Excluding comments and blank lines, my x86 code is 40 lines long, and the main encryption loop consists of only 14 instructions. Interestingly, there are just enough registers on x86 to hold all the relevant values for this algorithm, so no register spills are needed.
Source code
This code offers a reusable function that performs RC4 encryption and also a demo main() function that runs a self-test and a speed benchmark.
To use this code, compile it on Linux with this command:
gcc rc4test.c rc4.s -o rc4test
Then run the executable with ./rc4test.
Licensing: This code is copyrighted and is not open source. Please contact me if you wish to use or copy the code.
Benchmark results
A quick, informal benchmark on Intel Core 2 Quad Q6600 2.40 GHz (using a single core), Ubuntu 10.04, GCC 4.4.3 gives these numbers:
- C code, GCC -O0: 62.7 MiB/s
- C code, GCC -O1: 171 MiB/s
- C code, GCC -O2: 174 MiB/s
- C code, GCC -O3: 219 MiB/s
- C code, GCC -O1 -fomit-frame-pointer: 187 MiB/s
- C code, GCC -O2 -fomit-frame-pointer: 191 MiB/s
- C code, GCC -O3 -fomit-frame-pointer: 219 MiB/s
- x86 code, GCC -O1: 318 MiB/s
Therefore, we see that my x86 code is 45% faster than my C code. Manually writing and optimizing assembly code seems to pay off significantly in this case.
Notes
Since RC4 is a stream cipher, encryption and decryption are the same operation. Hence I am not providing an explicit decrypt() function.

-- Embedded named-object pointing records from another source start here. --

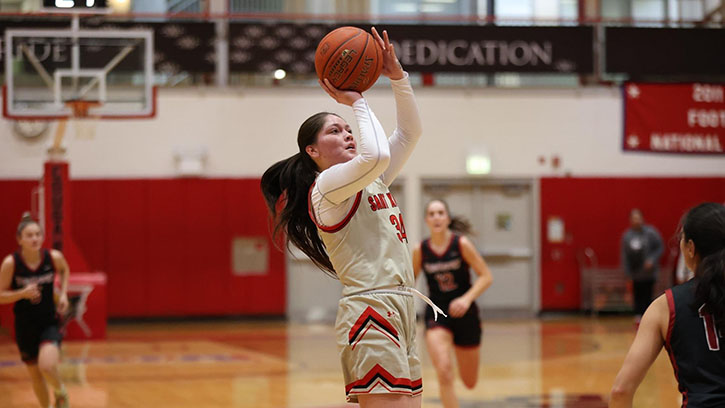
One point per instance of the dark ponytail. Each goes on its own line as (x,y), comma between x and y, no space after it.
(285,187)
(705,226)
(25,220)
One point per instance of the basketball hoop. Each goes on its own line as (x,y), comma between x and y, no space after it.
(84,122)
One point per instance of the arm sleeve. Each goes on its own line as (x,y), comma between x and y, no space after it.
(408,130)
(334,186)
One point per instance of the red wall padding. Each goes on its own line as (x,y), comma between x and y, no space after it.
(166,245)
(596,213)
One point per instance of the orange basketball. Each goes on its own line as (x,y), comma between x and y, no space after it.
(349,58)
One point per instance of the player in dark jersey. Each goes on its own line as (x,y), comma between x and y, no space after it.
(688,320)
(446,258)
(26,279)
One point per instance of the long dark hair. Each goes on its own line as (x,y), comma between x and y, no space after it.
(286,185)
(705,226)
(458,224)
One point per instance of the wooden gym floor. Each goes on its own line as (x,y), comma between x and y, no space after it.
(565,362)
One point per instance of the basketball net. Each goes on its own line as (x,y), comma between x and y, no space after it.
(84,123)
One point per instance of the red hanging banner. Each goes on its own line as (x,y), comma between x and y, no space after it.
(674,118)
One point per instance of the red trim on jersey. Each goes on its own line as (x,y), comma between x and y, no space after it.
(370,316)
(450,243)
(379,376)
(340,225)
(668,343)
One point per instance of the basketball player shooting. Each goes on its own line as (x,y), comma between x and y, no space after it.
(338,210)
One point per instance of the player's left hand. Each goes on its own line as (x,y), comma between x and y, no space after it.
(391,66)
(458,307)
(62,305)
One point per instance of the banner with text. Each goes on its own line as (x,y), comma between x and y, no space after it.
(674,118)
(264,47)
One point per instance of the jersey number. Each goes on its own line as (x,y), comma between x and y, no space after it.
(711,332)
(446,282)
(397,221)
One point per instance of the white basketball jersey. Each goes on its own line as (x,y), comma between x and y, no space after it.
(369,247)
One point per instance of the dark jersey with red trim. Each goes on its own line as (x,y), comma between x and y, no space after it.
(42,312)
(447,273)
(696,348)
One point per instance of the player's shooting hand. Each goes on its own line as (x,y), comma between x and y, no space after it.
(391,66)
(339,95)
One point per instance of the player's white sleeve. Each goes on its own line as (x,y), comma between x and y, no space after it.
(408,130)
(334,187)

Using 8-bit instructions in 32-bit mode has no intrinsic penalty, but the important thing to watch out for is partial register accesses. For example, if you update AL and then read EAX, the read will sometimes incur a delay that significantly hurts performance. In the code, the two usages of
movbzlfrom the lower 8 bits of a register to the whole 32-bit register itself are functionally equivalent toandl $0xFF, but the latter is much slower because of partial register access.